Orders means the Bankruptcy Sale Order and the Bidding Procedures Order.
Owned Machinery and Equipment has the meaning set forth in Section 1.1(a).
Person means any individual, corporation, partnership, limited liability company, joint venture, association, joint-stock company, trust, unincorporated organization or Government.
Petition Date has the meaning set forth in Recital A.
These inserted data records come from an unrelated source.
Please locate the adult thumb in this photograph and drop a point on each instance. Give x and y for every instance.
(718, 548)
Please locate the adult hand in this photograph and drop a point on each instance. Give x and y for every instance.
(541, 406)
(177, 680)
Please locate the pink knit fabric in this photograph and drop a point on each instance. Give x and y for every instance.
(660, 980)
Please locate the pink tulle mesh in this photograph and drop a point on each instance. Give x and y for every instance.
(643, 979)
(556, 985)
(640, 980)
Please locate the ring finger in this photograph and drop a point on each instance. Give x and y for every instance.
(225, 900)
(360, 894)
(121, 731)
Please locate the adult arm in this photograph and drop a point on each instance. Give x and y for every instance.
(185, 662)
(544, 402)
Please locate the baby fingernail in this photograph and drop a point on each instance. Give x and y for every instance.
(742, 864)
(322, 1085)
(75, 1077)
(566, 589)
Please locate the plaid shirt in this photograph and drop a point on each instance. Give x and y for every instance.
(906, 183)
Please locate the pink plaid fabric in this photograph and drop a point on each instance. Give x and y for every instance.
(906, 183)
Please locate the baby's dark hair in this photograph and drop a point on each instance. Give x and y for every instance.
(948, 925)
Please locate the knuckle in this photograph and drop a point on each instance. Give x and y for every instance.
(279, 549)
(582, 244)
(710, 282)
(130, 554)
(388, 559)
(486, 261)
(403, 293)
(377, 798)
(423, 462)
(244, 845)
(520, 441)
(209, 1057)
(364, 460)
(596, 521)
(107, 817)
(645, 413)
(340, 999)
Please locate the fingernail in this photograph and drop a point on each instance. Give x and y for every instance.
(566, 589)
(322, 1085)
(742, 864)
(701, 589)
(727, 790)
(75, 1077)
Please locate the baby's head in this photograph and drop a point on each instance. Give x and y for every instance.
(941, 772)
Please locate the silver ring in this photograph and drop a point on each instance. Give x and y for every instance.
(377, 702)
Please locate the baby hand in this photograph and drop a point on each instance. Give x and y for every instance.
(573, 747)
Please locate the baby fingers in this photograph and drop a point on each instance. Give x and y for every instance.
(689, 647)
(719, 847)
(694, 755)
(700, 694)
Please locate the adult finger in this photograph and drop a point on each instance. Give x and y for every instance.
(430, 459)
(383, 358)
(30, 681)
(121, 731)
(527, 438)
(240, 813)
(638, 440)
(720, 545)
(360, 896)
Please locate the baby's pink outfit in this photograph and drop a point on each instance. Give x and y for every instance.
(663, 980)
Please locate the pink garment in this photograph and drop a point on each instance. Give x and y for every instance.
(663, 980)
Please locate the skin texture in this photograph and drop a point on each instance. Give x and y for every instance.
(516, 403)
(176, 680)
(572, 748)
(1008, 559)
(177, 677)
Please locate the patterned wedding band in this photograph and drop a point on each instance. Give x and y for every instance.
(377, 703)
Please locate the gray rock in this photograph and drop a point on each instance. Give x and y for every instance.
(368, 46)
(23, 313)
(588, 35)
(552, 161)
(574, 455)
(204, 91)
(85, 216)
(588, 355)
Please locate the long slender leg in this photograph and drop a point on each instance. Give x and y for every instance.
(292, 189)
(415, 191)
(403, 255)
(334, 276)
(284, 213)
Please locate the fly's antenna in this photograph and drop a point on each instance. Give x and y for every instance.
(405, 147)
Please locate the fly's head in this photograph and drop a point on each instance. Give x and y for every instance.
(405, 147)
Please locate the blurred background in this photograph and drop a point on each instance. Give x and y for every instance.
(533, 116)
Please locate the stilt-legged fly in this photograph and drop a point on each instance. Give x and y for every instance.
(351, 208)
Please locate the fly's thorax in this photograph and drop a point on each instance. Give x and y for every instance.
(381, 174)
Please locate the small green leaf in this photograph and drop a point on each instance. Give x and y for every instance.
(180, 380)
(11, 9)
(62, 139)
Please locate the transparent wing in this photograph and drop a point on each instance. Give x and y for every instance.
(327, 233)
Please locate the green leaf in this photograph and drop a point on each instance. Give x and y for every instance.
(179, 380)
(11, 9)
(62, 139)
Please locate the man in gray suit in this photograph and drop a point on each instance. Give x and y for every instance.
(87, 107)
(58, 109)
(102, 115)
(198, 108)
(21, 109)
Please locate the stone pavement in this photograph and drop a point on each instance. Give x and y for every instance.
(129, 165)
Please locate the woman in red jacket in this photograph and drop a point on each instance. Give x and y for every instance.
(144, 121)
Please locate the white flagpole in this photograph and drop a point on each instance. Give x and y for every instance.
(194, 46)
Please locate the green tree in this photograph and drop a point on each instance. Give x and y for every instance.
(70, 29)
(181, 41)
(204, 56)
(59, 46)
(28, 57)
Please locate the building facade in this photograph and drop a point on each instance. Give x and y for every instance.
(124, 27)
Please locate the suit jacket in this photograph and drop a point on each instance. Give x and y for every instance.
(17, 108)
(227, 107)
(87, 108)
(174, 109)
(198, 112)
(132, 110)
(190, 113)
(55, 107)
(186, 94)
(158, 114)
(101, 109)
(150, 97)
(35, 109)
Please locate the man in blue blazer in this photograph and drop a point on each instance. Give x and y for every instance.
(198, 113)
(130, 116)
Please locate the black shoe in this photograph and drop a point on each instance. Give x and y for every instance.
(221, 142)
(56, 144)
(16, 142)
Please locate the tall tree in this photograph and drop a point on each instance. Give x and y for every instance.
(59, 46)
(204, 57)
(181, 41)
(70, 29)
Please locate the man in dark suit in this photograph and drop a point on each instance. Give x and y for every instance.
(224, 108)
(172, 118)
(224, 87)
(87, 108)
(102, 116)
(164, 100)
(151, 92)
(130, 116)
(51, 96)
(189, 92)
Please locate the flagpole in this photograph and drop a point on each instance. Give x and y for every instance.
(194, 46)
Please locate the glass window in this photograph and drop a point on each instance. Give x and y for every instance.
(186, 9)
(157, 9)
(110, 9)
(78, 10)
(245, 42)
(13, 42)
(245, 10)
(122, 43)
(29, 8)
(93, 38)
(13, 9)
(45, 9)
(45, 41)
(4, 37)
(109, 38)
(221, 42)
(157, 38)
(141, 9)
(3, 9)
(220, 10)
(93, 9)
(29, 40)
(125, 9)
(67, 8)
Pharmacies has the meaning set forth in Recital B.
Pharmacy Inventory means, with respect to the Pharmacies, the entire inventory of saleable legend drug products located in the Pharmacies on the Closing Date.
Pharmacy Records means, with respect to the Pharmacy, all prescriptions (whether it be an original, electronic, or facsimile copy and/or the hand-written record of a phoned-in prescription), along with all electronic or paper copies of prescription files, prescription and patient records and patient refill history as of the Closing Date.
Purchase Price has the meaning set forth in Section 2.1.
Related Person means, with respect to any Person, all past, present and future directors, officers, members, managers, stockholders, employees, controlling persons, agents, professionals, attorneys, accountants, lenders, investment bankers or representatives of any such Person.
Sale Motion has the meaning set forth in Section 10.2.
Secured Creditors means General Electric Capital Corporation and Kimco Capital Corp.
Seller has the meaning set forth in the Preamble.
Seller Parties has the meaning set forth in Section 9.2(b).
Superior Bid has the meaning set forth in Section 10.1(b)(ii).
Supermarkets has the meaning set forth in Recital B.
Survival Period has the meaning set forth in Section 9.2.
Tax Return means any report, return, information return, filing or other information, including any schedules, exhibits or attachments thereto, and any amendments to any of the foregoing required to be filed or maintained in connection with the calculation, determination, assessment or collection of any Taxes (including estimated Taxes).
Taxes means all taxes, however denominated, including any interest, penalties or additions to tax that may become payable in respect thereof, imposed by any Government, whether payable by reason of contract, assumption, transferee liability, operation of law or Treasury Regulation section 1.1502-6(a) (or any predecessor or successor thereof or any analogous or similar provision under state, local or foreign law), which taxes shall include all income taxes, payroll and employee withholding unemployment insurance, social security (or similar), sales and use, excise, franchise, gross receipts, occupation, real and personal property, stamp, transfer, workmens compensation, customs duties, registration, documentary, value added, alternative or add-on minimum, estimated, environmental (including taxes under section 59A of the Code) and other assessments or obligations of the same or a similar nature, whether arising before, on or after the Closing Date.
Termination Date has the meaning set forth in Section 8.1(b)
Total Consideration has the meaning set forth in Section 2.1.
Transaction Documents means this Agreement, the Transition Services Agreement, the Agency Agreement and the Interim Operating Agreement.
Transition Services Agreement has the meaning set forth in Section 3.2(h).
Transaction Taxes has the meaning set forth in Section 6.1.
WARN Act means the Worker Adjustment and Retraining Notification Act.